On parle sans cesse de libération sexuelle, de plaisir féminin, d’écoute de soi. Pourtant, beaucoup de femmes avouent avoir déjà couché avec des hommes… sans en avoir envie. Une expérience souvent banalisée, mais profondément déroutante. Alors pourquoi dit-on “oui” quand tout notre corps voudrait plutôt dire “non” ? Pour tenter d’y voir plus clair, nous avons échangé avec Lucie Groussin, sexologue et thérapeute féministe, qui nous aide à comprendre ce qui se joue derrière ces rapports sans désir.
Derrière le “oui” : la pression d’être désirée
Pour Lucie Groussin, la première chose à distinguer, c’est le consentement. “Il faut différencier le sexe consenti du sexe sans accord des désirs, qui est déjà une forme de violence sexuelle, même si elle n’est pas reconnue comme telle.”
Dans ce cadre du sexe consenti, mais sans désir, la sexologue parle “d’auto-contrainte sexuelle.” Autrement dit, beaucoup de femmes “acceptent” sans être contraintes, mais sans réel élan non plus. Derrière ce “oui”, il y a souvent le poids du désir masculin perçu comme prioritaire. “Beaucoup ont intégré le stéréotype selon lequel les hommes auraient davantage de besoins sexuels, ce qui est totalement faux !”, poursuit-elle. “Derrière cette idée reçue, on retrouve un mélange de représentation culturelle, d’éducation et de fausses croyances biologiques.
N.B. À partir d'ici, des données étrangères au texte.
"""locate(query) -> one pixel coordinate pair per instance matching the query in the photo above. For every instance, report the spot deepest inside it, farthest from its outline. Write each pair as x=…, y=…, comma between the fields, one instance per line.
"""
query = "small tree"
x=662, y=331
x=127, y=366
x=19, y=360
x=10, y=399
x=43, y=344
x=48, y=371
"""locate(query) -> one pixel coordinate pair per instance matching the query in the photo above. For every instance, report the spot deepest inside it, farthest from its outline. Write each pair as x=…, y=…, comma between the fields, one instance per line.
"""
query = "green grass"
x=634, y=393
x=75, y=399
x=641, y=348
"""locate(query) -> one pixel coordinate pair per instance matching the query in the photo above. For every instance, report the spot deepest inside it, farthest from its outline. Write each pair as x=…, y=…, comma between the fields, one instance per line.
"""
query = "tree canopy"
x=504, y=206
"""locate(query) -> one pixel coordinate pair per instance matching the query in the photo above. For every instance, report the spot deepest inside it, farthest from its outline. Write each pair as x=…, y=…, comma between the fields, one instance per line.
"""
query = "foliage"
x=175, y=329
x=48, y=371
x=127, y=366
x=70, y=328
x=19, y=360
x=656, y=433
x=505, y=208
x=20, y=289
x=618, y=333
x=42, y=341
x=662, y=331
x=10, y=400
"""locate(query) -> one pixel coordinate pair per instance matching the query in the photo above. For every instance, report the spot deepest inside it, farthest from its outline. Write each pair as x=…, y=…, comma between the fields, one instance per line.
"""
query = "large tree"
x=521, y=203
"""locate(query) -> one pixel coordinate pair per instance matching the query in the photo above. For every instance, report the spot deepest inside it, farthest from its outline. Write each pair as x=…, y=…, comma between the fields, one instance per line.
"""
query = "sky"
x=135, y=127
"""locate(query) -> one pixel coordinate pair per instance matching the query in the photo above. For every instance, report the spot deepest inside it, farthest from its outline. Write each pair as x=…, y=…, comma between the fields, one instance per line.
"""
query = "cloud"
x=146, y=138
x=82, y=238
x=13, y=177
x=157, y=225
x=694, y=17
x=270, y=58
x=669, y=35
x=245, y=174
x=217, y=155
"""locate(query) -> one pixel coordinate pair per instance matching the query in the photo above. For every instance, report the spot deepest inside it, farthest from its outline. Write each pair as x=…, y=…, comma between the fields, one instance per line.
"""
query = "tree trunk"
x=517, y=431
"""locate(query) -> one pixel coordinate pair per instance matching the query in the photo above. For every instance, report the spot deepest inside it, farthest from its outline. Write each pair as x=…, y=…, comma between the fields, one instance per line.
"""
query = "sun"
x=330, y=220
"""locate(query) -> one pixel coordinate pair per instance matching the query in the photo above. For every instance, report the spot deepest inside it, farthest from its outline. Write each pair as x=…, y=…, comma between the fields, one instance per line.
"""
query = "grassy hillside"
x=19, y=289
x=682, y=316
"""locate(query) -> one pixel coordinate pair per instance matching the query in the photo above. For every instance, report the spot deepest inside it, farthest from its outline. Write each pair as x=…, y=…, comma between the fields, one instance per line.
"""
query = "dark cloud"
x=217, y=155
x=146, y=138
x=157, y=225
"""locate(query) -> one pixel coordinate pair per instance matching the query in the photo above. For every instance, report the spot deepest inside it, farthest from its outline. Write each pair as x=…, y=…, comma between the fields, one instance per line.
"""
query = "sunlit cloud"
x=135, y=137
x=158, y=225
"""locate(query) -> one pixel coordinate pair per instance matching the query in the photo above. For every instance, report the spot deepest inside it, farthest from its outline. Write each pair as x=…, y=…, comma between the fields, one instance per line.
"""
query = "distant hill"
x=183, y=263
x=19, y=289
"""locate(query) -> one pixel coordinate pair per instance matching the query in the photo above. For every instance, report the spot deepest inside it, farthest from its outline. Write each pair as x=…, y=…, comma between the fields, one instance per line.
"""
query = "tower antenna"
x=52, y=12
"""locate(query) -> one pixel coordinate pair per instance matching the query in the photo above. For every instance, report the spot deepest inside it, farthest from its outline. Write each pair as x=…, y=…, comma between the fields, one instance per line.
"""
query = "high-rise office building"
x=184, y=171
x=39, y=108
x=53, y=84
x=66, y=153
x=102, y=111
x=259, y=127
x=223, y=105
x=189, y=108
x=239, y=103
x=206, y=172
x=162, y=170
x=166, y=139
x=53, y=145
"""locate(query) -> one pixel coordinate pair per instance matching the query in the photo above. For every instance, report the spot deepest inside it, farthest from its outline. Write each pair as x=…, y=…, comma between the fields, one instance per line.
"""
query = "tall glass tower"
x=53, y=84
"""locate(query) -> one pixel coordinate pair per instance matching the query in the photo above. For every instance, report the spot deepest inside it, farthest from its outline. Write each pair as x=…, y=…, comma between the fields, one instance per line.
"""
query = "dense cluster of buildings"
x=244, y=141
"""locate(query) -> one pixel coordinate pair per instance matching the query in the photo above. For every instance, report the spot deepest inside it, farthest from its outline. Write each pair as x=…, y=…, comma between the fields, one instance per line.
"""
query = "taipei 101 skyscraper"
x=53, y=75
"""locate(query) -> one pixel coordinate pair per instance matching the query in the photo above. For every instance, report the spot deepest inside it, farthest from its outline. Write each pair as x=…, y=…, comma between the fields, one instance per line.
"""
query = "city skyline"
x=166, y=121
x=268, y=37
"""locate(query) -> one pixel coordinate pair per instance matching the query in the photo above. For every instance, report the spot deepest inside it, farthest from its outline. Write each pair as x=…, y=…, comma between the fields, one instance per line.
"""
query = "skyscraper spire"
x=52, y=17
Les femmes se disent que s’ils ne sont pas assez satisfaits, ils vont être en manque de sexe, et aller voir ailleurs.”
Le conditionnement culturel : quand le sexe devient un devoir
Dans le couple hétéro, ce phénomène est particulièrement visible. “Le sexe sans désir se joue surtout dans la conjugalité hétéronormée du quotidien, beaucoup moins dans les rencontres ponctuelles.” Certaines femmes se sentent redevables envers leur partenaire, comme si la sexualité faisait partie du contrat amoureux.
Ce réflexe est alimenté par des représentations culturelles et éducatives anciennes, où le plaisir féminin reste secondaire. Et puis, il y a les fameux “scripts sexuels”, comme nous l’explique la sexologue : ces scénarios intériorisés où un verre, un baiser ou un rendez-vous semblent forcément devoir aboutir à quelque chose. “Parfois, on n’a plus envie une fois chez la personne, mais on se dit que c’est trop tard pour reculer. Ces situations, fréquentes, sont pourtant graves”, alerte Lucie Groussin.
Ce que dit la psychologie : dissociation et perte de repères
Ces expériences laissent souvent une impression de décalage : le corps agit, mais l’esprit se détache. Cette dissociation émotionnelle permet de “tenir”, mais elle peut à long terme fragiliser la relation à soi. Certaines femmes expliquent qu’elles ont “fait l’amour” sans même s’en souvenir clairement, comme si elles n’étaient pas présentes. Le besoin d’être validée — d’être “celle qu’on désire” — prend parfois le dessus sur l’envie réelle. C’est un mécanisme d’adaptation, mais aussi une façon d’éviter le conflit, la déception ou le rejet.
Réapprendre à s’écouter
Comment se reconnecter à son vrai désir ? Lucie Groussin insiste : “C’est un travail qu’on fait beaucoup en consultation, et ce n’est pas si évident. Beaucoup de femmes ont du mal à dire ce qu’elles aiment ou n’aiment pas.” Avant même de poser ses limites, il faut donc savoir ce qui nous plaît, ce qui nous excite, ce qui nous freine.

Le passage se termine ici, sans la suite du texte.